Potentemente fragorosa, sui social (e non solo), è l’indignazione per la foto che ritrae una misteriosa bionda a cavalcioni sulla statua di Andrea Camilleri, ad Agrigento. Ad aprire il caso è Francesco Picarella, agrigentino presidente di Confcommercio Sicilia, postando l’immagine incriminata in cui «le evoluzioni di una ragazza sono assolutamente indegne ed irrispettose delle regole civili», chiedendo al sindaco di intervenire «installando la videosorveglianza e denunciando immediatamente la responsabile di questo atto indecente» per la quale si augura una «giusta multa». Lillo Firetto raccoglie l’input, definendo la foto un’«irriverente bravata», e tuona: «La giovane ritratta deve chiedere scusa ad Agrigento, alla famiglia Camilleri e allo scultore». Seguono strascichi politici. Con il capogruppo renziano al Senato, Davide Faraone, che, citando lo scrittore in Il ladro di merendine, parla di «un autentico cretino». Sull’annosa questione interviene persino l’ex sottosegretario ai Beni culturali, il senatore forzista Francesco Giro: «Quella statua non mi sembra granché. Il grande artista meritava di più» e «francamente mi arrabbio molto di più quando i turisti si fanno i selfie salendo in piedi sulla fontana della Barcaccia a piazza di Spagna».
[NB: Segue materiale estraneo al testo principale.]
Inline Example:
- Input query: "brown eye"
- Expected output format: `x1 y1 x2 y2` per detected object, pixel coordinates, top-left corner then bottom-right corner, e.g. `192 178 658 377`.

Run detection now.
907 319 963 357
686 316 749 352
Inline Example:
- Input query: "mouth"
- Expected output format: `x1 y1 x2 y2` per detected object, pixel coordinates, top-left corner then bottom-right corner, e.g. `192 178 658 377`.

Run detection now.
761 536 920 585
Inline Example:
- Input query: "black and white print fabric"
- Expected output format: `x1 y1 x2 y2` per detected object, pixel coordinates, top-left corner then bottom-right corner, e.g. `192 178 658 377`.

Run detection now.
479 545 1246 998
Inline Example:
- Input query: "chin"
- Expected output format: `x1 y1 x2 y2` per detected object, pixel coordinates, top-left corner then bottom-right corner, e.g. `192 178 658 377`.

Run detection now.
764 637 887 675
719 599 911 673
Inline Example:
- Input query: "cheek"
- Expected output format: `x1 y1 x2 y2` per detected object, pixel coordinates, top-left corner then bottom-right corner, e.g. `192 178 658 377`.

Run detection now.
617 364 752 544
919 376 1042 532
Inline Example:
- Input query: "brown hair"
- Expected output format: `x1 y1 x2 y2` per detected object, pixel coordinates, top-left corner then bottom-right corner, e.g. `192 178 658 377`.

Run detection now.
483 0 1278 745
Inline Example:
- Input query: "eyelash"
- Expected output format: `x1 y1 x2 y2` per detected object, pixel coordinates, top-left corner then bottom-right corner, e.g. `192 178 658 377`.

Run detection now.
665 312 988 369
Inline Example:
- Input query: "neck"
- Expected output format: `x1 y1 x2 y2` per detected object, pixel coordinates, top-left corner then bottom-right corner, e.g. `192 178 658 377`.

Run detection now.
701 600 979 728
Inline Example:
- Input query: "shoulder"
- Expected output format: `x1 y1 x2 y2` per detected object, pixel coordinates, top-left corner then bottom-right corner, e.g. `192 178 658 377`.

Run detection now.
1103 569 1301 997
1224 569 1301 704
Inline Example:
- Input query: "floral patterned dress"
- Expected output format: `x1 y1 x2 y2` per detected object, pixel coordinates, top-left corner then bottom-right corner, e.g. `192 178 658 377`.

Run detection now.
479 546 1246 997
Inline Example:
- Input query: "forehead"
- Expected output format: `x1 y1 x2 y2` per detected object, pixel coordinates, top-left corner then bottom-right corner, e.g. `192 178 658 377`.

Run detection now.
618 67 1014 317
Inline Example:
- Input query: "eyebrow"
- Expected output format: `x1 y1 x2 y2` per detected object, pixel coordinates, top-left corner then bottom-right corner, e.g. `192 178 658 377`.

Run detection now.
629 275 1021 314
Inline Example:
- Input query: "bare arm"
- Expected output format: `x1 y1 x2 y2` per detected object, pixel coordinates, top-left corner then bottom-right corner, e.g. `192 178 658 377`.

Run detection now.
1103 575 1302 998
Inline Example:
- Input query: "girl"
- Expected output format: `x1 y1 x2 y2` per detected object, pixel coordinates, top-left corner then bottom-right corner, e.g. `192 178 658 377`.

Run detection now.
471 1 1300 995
Ma il bronzo che eterna il papà letterario di Montalbano non ha subito alcun danno: nessuna notizia di reato, al netto delle verifiche delle forze dell’ordine dopo il tam-tam sulla vicenda.

E se il retorico tromboneggiare fosse esagerato? Il gesto – diciamolo, nel rispetto di chi s’è sentito offeso – è di sfrontata inciviltà e si presta a un pericoloso effetto-pappagallo, con decine di emulatori pronti a esibirsi. Ma la foto della “monella” che cavalca Camilleri, di per sé, è esteticamente stupenda. Politically uncorrect, fresca, ironica, non convenzionale. Tanto da far sospettare che sia la “civetta” di una campagna studiata da chi finalmente vuole invertire insulsi luoghi comuni e stantie cartoline da negozietto di souvenir. Con l’immagine di una Sicilia cosmopolita ma tradizionale, letteraria ma irriverente. Ma non è così. Purtroppo. In una terra che si crogiola con banali video di promozione turistica o con campagne di D&G che prendono 600mila euro di soldi pubblici per una pubblicità (al loro brand, soprattutto) all’insegna di carretti siciliani, coppole, pale di fichidindia e modelli sicul-tenebrosi.

E poi Camilleri, scanzonato amante della bellezza, magari avrebbe apprezzato. E con una fragorosa risata, rotta dal catarro dell’ennesima sigaretta, avrebbe chiesto impertinente: «Signorina, ma non ne sente cavuru cu ‘sti stivali sulle cosce?».